With the advent of docker and scheduling & orchestration services like Amazon's ECS, I'm trying to determine the optimal way to deploy my Node API. With Docker and ECS aside, I've wanted to take advantage of the Node cluster library to gracefully handle crashing the node app in the event of an asynchronous error as suggested in the documentation, by creating a master process and multiple worker processors.
One of the benefits of the cluster approach, besides gracefully handling errors, is creating a worker processor for each available CPU. But does this make sense in the docker world? Would it make sense to have multiple node processes running in a single docker container that was going to be scaled into a cluster of EC2 instances on ECS?

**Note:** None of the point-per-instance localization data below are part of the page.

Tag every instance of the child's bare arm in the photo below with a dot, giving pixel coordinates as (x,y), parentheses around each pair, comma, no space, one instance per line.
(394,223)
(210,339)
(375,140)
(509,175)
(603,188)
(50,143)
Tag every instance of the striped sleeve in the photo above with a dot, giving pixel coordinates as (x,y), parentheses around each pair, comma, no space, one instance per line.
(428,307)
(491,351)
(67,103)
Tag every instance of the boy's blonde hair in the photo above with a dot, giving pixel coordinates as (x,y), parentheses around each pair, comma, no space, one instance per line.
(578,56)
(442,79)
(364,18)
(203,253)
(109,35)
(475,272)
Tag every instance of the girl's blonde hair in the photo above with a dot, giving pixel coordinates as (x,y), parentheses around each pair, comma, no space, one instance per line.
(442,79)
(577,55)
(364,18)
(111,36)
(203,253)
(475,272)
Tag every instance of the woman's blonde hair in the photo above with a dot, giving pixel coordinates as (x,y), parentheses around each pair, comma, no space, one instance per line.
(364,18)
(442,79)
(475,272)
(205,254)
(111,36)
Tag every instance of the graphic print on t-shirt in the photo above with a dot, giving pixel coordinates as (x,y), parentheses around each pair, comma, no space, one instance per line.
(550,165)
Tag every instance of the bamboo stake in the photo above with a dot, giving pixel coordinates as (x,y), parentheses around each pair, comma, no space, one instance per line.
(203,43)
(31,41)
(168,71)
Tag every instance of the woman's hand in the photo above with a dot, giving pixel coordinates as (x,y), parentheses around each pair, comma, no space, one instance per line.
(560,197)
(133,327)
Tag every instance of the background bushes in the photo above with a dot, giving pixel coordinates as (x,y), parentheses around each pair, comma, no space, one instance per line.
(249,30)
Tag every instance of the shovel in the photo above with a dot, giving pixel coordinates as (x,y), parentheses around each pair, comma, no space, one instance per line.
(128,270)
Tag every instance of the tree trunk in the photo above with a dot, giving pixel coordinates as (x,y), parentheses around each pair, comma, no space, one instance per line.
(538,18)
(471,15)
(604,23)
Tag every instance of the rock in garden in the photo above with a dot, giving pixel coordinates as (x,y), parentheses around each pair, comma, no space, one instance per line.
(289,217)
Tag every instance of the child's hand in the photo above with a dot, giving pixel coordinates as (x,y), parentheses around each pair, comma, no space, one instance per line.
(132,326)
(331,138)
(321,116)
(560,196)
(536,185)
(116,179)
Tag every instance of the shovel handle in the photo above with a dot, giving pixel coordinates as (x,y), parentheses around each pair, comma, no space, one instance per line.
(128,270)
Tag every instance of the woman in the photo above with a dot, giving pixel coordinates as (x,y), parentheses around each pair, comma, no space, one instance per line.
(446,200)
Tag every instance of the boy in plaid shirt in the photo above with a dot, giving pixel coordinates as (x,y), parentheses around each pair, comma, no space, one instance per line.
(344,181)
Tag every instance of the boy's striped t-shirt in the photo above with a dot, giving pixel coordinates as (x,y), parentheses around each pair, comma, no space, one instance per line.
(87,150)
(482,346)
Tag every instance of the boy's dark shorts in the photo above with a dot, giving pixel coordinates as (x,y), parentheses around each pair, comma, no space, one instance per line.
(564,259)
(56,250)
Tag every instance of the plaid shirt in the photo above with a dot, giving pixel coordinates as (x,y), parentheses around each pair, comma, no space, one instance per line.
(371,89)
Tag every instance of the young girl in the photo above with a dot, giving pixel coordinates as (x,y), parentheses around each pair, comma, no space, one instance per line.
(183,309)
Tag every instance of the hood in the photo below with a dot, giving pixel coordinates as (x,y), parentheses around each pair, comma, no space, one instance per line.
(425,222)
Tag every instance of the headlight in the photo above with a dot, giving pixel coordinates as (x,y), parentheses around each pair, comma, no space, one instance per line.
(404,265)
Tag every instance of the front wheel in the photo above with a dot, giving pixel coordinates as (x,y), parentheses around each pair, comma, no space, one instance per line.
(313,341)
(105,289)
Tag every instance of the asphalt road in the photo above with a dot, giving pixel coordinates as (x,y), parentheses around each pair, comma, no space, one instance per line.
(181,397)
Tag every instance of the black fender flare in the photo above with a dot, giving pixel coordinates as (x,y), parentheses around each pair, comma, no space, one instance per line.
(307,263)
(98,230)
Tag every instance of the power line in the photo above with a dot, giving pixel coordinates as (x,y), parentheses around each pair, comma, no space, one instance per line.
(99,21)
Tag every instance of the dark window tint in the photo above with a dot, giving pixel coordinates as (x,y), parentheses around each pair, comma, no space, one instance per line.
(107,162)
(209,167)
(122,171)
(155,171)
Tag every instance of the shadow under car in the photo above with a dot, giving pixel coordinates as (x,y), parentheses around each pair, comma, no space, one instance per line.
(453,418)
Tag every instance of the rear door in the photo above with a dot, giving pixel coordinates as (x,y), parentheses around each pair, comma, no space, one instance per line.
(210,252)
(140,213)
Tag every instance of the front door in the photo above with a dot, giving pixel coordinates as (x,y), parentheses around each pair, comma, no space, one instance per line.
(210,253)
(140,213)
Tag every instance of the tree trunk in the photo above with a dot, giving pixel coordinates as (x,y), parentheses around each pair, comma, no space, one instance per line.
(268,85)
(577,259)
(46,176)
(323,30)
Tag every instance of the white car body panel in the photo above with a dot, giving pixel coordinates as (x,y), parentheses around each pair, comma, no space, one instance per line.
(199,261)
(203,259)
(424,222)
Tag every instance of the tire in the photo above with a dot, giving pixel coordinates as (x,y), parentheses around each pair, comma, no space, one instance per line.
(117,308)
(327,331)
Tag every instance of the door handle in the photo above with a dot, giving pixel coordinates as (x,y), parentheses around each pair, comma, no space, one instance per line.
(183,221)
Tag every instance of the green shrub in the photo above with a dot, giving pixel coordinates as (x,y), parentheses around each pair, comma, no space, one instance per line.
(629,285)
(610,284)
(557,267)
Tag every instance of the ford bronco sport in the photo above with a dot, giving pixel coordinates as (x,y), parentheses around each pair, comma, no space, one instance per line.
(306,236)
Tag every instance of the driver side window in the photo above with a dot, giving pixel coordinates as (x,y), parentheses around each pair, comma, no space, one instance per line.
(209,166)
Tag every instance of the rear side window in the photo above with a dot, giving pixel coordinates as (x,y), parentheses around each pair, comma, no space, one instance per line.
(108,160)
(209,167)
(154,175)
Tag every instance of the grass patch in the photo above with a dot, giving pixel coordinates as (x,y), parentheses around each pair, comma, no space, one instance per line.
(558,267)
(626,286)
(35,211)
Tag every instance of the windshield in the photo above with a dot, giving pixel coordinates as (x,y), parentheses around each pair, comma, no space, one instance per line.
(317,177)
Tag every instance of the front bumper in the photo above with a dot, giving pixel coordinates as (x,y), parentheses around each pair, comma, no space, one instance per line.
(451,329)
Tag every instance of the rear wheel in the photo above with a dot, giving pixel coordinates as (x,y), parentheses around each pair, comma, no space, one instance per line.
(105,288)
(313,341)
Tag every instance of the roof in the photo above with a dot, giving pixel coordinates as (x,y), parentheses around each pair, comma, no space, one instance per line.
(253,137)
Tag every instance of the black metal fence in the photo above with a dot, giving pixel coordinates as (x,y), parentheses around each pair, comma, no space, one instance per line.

Without the Node cluster approach, I'd lose the ability to gracefully handle errors and so I think that at a minimum, I should run a master and one worker processes per docker container. I'm still confused as to how many CPUs to define in the Task Definition for ECS. The ECS documentation says something about each container instance having 1024 units per CPU, but that isn't the same thing as EC2 compute units, is it? And with that said, I'd need to pick EC2 instance types with the appropriate amount of vCPUs to achieve this right?
I understand that achieving the most optimal configuration may require some level of benchmarking my specific Node API application, but it would be awesome to have a better idea of where to start. Maybe there is some studying/research I need to do? Any pointers to guide me on the path or recommendations would be most appreciated!
- Does it make sense to run a master/worker cluster as described here inside a Docker container to achieve graceful crashing?
- Would it make sense to use the nearly identical code as described in the Cluster docs, to 'scale' to available CPUs via require('os').cpus().length?
- What does Amazon mean in the documentation for ECS Task Definitions, where it says for the cpus setting, that a container instance has 1024 units per CPU? And what would be a good starting point for this setting?
- What would be a good starting point for the instance type to use for an ECS cluster aimed at serving a Node API based on the above? And how do the available vCPUs affect the previous questions?